Le tribunal révolutionnaire : Pendant ce temps
à Strasbourg, le tribunal criminel aussi avait vu ses pouvoirs
augmentés par
peur de rébellions dans la population devant l’invasion. Ce
tribunal était
devenu le tribunal révolutionnaire aux pouvoirs
illimités. C’était justement
l’outil idéal dont avait besoin Saint-Just pour
implémenter sa politique de
terreur. Dans ce tribunal révolutionnaire, un certain Taffin fut
nommé
président, Clavel et Wolf devinrent les juges et le
dorénavant célèbre Euloge
Schneider fut nommé accusateur public. Wolff avait quelque peu
étudié la
théologie protestante. La révolution l’avait fait maire
provisoire de
Furdenheim, juge au tribunal du district de Strasbourg et membre du
comité
départemental de surveillance. Dans son livre
« Wichtigste Epoche »,
il fait le portrait suivant de ce tribunal dont il serait juge: « D’après le début de la
Révolution
jamais aucun corps politique n’avait été constitué
aussi mal que cette
commission… [ ]
« Le
31
octobre
Taffin se rendit auprès des commissaires
extraordinaires. Dès que
Saint-Just l’aperçut :
- Eh bien combien de têtes ? - Mais balbutia le ci-devant chanoine, la commission ne siège que depuis deux fois 24 heures ; elle s’est efforcée de relever le cours des assignats et espère que sous peu le papier national… - Quoi ? … que me chantez-vous là ?... est-ce que vous êtes là pour vous occuper du papier ? Non ! mais pour exterminer les traitres, dont ce département fourmille ! Ainsi en fonction depuis deux fois 24h, vous n’avez pas fait sauter déjà deux douzaines de têtes ! Dis bien aux membres de ta commission que s’ils ne veulent pas prendre des têtes, je prendrai la leurs, moi, et avant peu !... Peu après se présenta Schramm, de la commission militaire.

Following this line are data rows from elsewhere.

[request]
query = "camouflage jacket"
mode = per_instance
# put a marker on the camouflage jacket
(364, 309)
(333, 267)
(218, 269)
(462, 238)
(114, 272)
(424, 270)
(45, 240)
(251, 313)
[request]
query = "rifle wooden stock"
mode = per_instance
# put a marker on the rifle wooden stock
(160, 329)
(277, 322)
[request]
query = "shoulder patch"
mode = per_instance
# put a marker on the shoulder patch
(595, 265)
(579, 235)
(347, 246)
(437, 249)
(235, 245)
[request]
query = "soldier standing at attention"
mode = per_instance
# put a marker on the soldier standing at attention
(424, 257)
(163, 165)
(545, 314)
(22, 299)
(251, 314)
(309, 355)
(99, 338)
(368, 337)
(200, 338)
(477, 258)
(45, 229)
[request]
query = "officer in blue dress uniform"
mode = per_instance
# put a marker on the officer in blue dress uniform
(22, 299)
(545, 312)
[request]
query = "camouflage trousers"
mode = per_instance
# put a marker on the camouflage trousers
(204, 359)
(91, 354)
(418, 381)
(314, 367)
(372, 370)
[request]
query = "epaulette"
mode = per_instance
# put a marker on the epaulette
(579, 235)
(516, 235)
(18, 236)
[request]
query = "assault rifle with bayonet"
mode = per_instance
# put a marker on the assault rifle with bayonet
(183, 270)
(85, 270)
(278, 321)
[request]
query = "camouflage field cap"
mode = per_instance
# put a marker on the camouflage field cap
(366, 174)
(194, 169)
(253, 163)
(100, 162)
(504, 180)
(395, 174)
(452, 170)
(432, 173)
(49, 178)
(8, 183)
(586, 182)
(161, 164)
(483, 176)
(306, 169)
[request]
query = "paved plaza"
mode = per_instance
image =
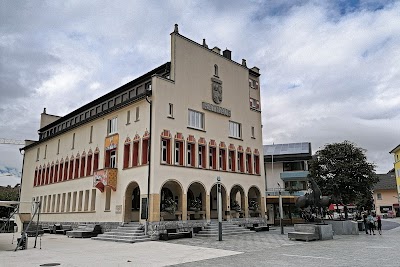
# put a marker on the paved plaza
(253, 249)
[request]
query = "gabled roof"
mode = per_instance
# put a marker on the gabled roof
(395, 149)
(386, 181)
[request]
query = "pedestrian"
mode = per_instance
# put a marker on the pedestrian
(365, 222)
(371, 221)
(379, 223)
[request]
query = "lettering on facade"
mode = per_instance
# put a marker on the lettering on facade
(216, 109)
(216, 89)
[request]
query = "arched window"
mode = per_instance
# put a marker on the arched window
(216, 70)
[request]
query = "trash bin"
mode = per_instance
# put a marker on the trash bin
(360, 225)
(23, 243)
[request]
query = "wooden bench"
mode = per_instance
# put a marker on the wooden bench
(174, 234)
(85, 230)
(305, 232)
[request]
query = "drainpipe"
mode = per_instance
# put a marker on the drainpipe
(148, 94)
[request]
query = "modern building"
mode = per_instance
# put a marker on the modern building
(159, 141)
(396, 153)
(286, 170)
(385, 195)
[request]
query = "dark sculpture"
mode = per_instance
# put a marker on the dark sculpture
(313, 204)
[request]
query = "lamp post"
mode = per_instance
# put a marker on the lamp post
(280, 209)
(219, 200)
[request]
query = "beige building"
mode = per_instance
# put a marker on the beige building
(165, 136)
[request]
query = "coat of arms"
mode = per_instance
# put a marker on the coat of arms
(217, 91)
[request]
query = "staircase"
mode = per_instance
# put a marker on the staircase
(211, 229)
(128, 233)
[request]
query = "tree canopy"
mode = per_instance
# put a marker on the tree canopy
(341, 170)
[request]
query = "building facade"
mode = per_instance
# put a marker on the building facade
(159, 141)
(385, 195)
(286, 170)
(396, 154)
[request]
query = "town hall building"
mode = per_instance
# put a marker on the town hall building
(152, 150)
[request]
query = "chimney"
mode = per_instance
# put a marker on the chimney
(227, 54)
(204, 43)
(217, 50)
(255, 69)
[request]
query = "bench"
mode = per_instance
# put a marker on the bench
(305, 232)
(62, 229)
(174, 234)
(85, 230)
(33, 229)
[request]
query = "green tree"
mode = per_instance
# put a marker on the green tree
(341, 170)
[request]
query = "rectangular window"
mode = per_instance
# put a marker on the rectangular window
(222, 159)
(235, 129)
(256, 164)
(145, 151)
(212, 158)
(112, 126)
(135, 154)
(165, 148)
(73, 141)
(89, 165)
(137, 114)
(108, 198)
(178, 153)
(83, 163)
(91, 134)
(76, 173)
(190, 159)
(171, 110)
(202, 156)
(232, 161)
(128, 117)
(196, 119)
(240, 162)
(127, 149)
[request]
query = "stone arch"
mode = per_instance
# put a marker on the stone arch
(237, 201)
(254, 201)
(196, 200)
(171, 191)
(132, 202)
(213, 202)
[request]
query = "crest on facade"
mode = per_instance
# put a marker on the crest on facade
(216, 88)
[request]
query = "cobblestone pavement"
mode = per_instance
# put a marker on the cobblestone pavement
(273, 249)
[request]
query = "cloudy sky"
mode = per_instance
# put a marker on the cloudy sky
(330, 69)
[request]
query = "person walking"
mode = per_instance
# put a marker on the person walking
(379, 224)
(365, 223)
(370, 221)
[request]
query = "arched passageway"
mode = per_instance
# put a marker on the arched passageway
(171, 204)
(132, 203)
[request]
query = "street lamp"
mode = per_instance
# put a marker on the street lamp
(280, 209)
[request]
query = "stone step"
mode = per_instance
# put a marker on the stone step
(124, 234)
(121, 239)
(223, 233)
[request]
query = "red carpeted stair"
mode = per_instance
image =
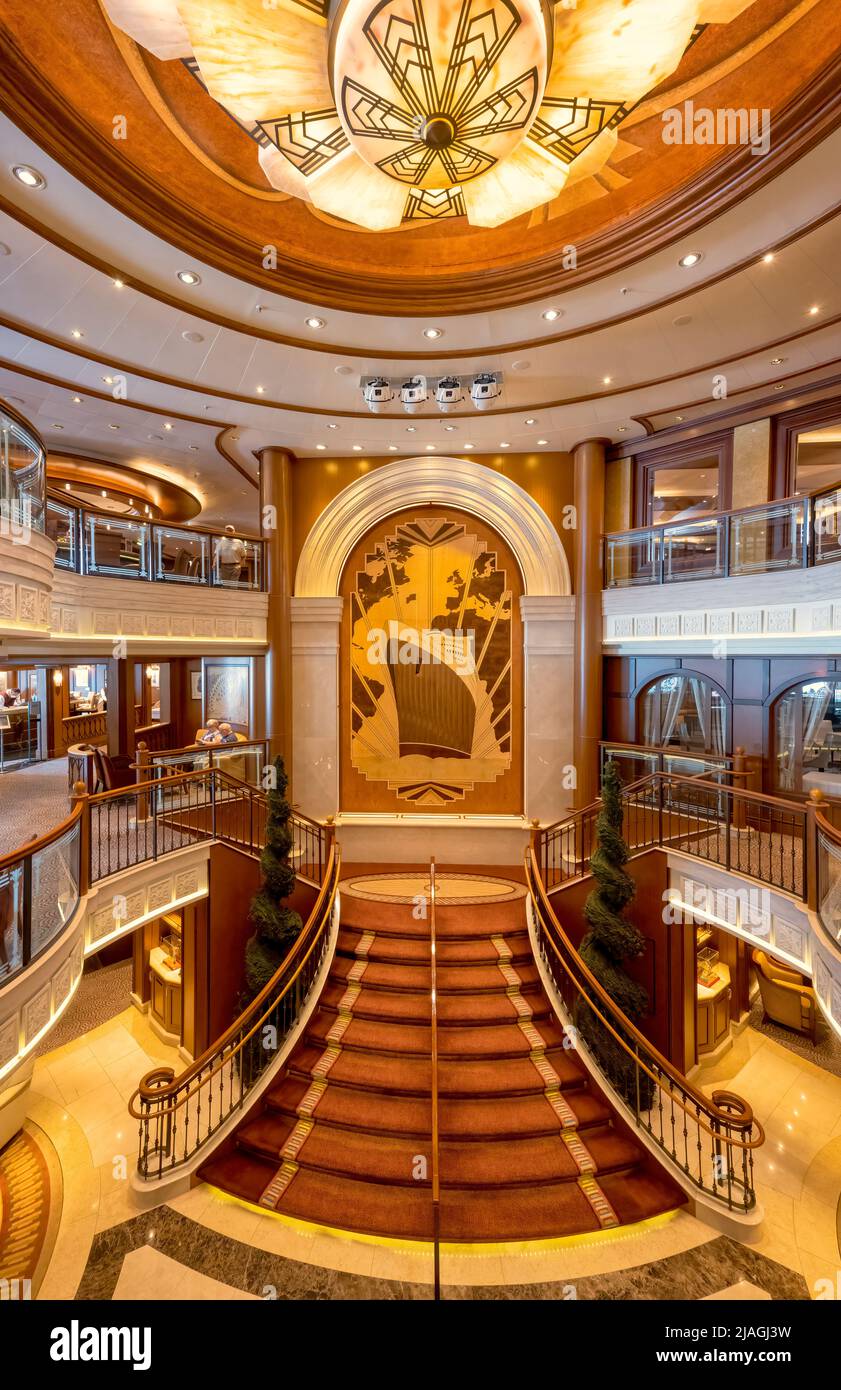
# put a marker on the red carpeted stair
(528, 1147)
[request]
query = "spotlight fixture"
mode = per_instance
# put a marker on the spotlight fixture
(377, 394)
(28, 177)
(448, 394)
(485, 389)
(413, 394)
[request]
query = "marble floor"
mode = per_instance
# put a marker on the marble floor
(203, 1244)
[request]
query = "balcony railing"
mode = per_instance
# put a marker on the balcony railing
(42, 883)
(777, 535)
(127, 548)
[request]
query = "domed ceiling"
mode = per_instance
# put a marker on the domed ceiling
(419, 156)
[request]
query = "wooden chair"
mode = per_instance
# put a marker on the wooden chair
(114, 773)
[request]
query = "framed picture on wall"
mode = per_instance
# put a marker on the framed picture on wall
(227, 694)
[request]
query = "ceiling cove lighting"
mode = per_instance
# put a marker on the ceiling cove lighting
(395, 139)
(28, 177)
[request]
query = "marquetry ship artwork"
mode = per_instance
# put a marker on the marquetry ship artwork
(431, 673)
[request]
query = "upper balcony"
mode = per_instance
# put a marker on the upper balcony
(697, 581)
(72, 571)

Même question : réponse à peu près semblable. - Nous avons condamné quelques individus à l’emprisonnement, quelques autres à la déportation… - La déportation ! … L’emprisonnement ! est-ce votre affaire cela ?... Fusillez ! … Fusiller ! » « Depuis qu’elle était dressée, cette bienfaisante machine, les aristocrates, les feuillants, les agioteurs, les usuriers, les accapareurs, tous les ennemis du peuple, depuis le banquier jusqu’au mitron, depuis la laitière jusqu’au boucher à la trogne fleurie, tous étaient entrés en danse. Ils sautaient, tournaient, gambadaient et se trémoussaient que c’était plaisir de les voir et pour finir ils faisaient une respectueuse révérence au grand taille-choux. »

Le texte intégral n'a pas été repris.